Assessment of the Reliability of Lexical Lists for Automated Evaluation of Proficiency in Russian as a Foreign Language
https://doi.org/10.25205/1818-7935-2024-22-3-84-97
Abstract
The assessment of language proficiency plays a crucial role in education, but it often relies on subjective evaluation methods, which can result in bias and inconsistencies in the results.

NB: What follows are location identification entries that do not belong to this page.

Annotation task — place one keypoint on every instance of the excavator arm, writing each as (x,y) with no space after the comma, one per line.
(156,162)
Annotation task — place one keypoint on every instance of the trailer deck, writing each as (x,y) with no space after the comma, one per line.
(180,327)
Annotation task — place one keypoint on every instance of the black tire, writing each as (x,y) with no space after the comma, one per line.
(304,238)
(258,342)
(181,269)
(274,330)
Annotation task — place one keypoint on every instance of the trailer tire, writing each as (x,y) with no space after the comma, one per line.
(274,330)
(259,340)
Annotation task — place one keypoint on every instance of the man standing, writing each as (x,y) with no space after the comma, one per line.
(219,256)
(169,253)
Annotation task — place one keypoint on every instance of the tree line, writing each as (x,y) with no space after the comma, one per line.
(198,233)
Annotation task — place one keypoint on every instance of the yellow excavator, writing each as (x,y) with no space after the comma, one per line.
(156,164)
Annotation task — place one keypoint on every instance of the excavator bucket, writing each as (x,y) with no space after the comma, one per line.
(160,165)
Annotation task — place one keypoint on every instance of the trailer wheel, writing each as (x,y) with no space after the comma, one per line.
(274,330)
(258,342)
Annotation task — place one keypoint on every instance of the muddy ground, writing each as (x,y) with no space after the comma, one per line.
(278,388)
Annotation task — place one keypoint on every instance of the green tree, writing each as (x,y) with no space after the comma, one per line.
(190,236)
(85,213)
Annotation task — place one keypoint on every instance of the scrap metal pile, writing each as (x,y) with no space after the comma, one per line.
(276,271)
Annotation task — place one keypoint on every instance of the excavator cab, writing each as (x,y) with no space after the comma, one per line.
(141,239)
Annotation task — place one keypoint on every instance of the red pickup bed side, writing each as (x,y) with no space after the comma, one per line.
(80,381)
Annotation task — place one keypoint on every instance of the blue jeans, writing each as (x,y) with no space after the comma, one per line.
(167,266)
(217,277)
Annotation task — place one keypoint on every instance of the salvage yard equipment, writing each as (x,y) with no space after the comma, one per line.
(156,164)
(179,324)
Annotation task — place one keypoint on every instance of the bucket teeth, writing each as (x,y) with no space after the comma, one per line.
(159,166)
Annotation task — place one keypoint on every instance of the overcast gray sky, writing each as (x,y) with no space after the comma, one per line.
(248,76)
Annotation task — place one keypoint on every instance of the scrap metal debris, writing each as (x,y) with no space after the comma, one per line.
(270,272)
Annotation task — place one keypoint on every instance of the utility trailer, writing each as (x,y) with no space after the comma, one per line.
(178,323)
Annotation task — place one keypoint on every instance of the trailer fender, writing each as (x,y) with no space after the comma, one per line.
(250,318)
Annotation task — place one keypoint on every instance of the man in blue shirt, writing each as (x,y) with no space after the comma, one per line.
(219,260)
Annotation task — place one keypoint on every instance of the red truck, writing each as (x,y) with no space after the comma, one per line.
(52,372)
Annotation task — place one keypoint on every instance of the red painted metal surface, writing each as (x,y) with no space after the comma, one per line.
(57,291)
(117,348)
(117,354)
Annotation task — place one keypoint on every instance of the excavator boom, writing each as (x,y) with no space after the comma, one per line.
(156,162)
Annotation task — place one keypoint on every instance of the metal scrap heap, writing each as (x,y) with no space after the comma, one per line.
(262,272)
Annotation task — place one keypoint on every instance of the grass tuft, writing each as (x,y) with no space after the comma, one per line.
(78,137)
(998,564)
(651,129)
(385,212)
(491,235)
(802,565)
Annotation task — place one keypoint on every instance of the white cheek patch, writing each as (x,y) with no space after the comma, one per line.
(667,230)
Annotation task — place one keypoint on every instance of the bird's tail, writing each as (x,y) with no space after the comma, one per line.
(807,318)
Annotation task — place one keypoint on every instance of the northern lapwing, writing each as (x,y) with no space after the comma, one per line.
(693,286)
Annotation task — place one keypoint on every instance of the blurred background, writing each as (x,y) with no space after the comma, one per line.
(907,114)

To address this challenge, many researchers advocate for the use of automated and semi-automated assessment methods based on linguistic characteristics of texts. In this study, we explore the applicability of available vocabulary lists as tools for automatically evaluating the proficiency levels of students learning Russian.
There exist several types of lexical lists, including frequency-based word lists and minimum vocabulary lists. In this research, we analyze four popular Russian-language lexical lists commonly employed in education and lexical knowledge analysis. We hypothesize that texts produced by students assessed at lower language proficiency level will predominantly contain frequently used words and low-level vocabulary items corresponding to the distribution of lexical elements by frequency or language proficiency level represented in these lists. Conversely, students assessed at a higher proficiency level are expected to employ less commonly used and more complex lexical units. By examining the correlation between these resources and student-generated texts, we aim to gain insight into the suitability of using lexical lists for evaluating proficiency in Russian.
For the analysis of correlations between the selected lexical lists and student texts, we employ custom Python scripts. Additionally, we utilize a cluster analysis method known as Principal Component Analysis (PCA) to test the hypothesis that students at the same proficiency level tend to use a similar basic vocabulary with some degree of variation.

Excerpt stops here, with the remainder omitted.